Leave aside the political barminess of this notion - can you imagine the voters of middle England waking up one August morning to discover that their offspring who last year would have scored As have this year scraped Bs and Cs, particularly those who have been spending pound;10,000 or so a year on fees to secure the result? The startling feature of Mr Howard’s announcement, which also included a promise to restore O-level, is what it reveals about his party’s mindset on education. We are to re-establish an educational elite whose ranks will be open to the few. The rich will take A-levels in their castles and the poor will take CSEs in secondary moderns at the gate, apart from the few who, like Mr Howard, escape to Llanelli grammar school.
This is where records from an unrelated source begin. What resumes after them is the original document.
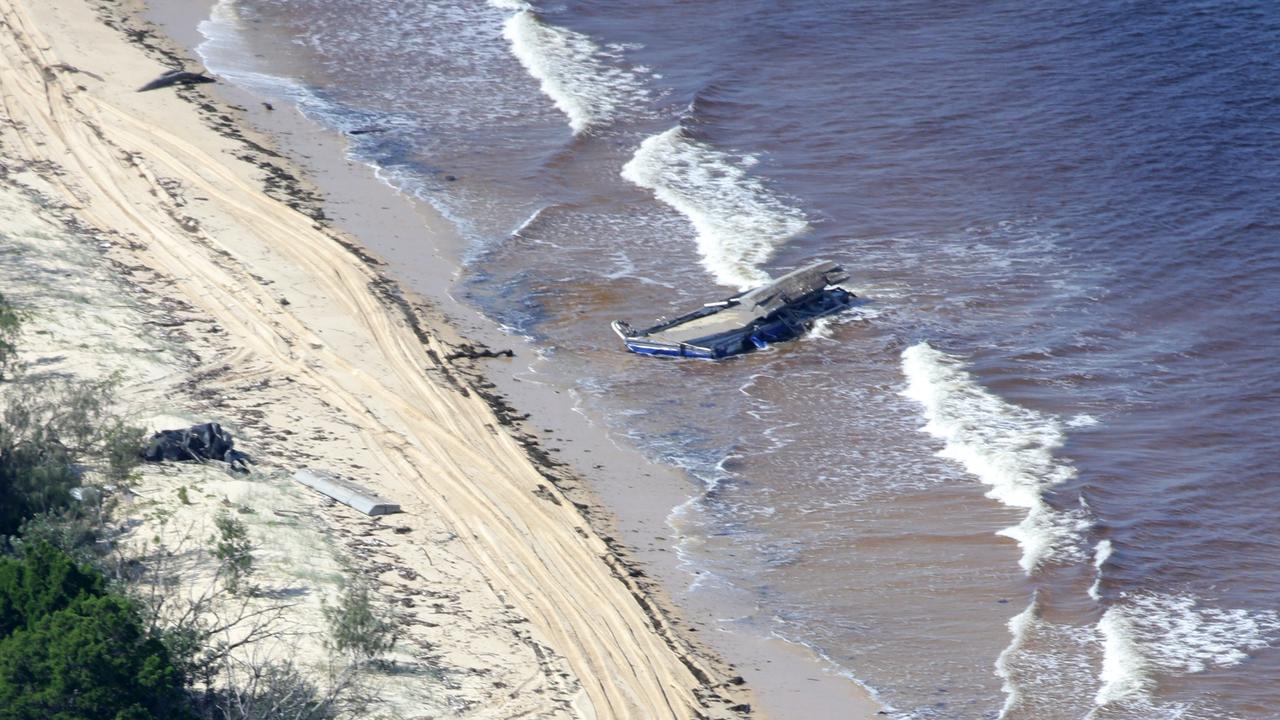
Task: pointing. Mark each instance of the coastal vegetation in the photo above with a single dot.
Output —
(91, 630)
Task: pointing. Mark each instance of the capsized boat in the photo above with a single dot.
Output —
(781, 310)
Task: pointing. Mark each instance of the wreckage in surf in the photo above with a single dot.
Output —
(781, 310)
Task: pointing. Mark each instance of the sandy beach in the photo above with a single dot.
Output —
(291, 336)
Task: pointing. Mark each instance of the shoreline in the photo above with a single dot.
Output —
(432, 322)
(627, 506)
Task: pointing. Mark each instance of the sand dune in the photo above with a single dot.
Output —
(295, 326)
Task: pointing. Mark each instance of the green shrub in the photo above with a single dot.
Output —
(9, 327)
(355, 624)
(233, 551)
(69, 650)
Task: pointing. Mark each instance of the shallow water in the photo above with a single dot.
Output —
(1032, 477)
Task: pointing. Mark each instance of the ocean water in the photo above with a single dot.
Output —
(1034, 474)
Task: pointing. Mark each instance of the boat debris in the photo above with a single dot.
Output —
(777, 311)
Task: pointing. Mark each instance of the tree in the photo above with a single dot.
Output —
(87, 661)
(42, 582)
(72, 651)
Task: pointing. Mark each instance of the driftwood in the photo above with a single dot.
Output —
(176, 77)
(208, 441)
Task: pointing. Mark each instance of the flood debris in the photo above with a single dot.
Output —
(346, 492)
(176, 77)
(206, 441)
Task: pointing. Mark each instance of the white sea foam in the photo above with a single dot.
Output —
(1082, 420)
(1018, 628)
(1100, 557)
(577, 74)
(739, 222)
(1008, 447)
(1176, 634)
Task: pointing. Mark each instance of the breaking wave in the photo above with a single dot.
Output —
(1173, 633)
(574, 71)
(1101, 554)
(739, 222)
(1008, 447)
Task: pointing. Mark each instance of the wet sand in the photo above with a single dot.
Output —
(310, 320)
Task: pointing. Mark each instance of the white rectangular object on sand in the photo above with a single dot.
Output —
(346, 492)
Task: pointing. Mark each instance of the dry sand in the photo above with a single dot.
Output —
(161, 240)
(315, 359)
Peter Hitchens, a Mail on Sunday columnist, let the cat out of the bag in a piece about the Tomlinson report’s proposals for A-levels.

He accused Tomlinson and other education reformers of dismantling “the gentle English class system”.

Contrast this with Labour. If its efforts to bridge the gap between the castle and its gates have sometimes been unconvincing and misguided, it has at least begun to change our Victorian attitudes to achievement. And for that we must give thanks for targets.

Targets for the vast majority of pupils to reach an expected standard at 11 mark a sea change in English education. They take us out of our “gentle English class system”, which expected a fixed proportion of pupils to fail, into the world of the Pacific Rim countries where teachers assume that every child will make it.

Sadly, ministers have given targets a bad name. They have said silly things about pupils’ social circumstance making no difference and they have fussed too much about whether schools, which have already made good progress, have clocked up the right number of percentage points. They seem to have lost sight of their original vision, which was as much about changing expectations as increasing children’s scores in maths and English. Yet I suspect that raising expectations is one of the Government’s real successes.

Labour is starting from the principle that progress is possible. Ministers believe, as most teachers do, that schools can make a difference and that the majority of children should leave school with a qualification that means something. Only 20 per cent, remember, took O-level. The Conservatives simply want to turn back the clock.

A decade ago, I visited a struggling comprehensive on one of those bleak estates which are more depressing than inner cities. The head was trying every school improvement scheme he could muster. When his back was turned, the teachers were unenthusiastic. “You can’t do anything with the kids here. It’s their backgrounds,” they told me.

If teachers who think like this still exist, they would fit very neatly into Mr Howard’s defeatist vision of rationed educational success.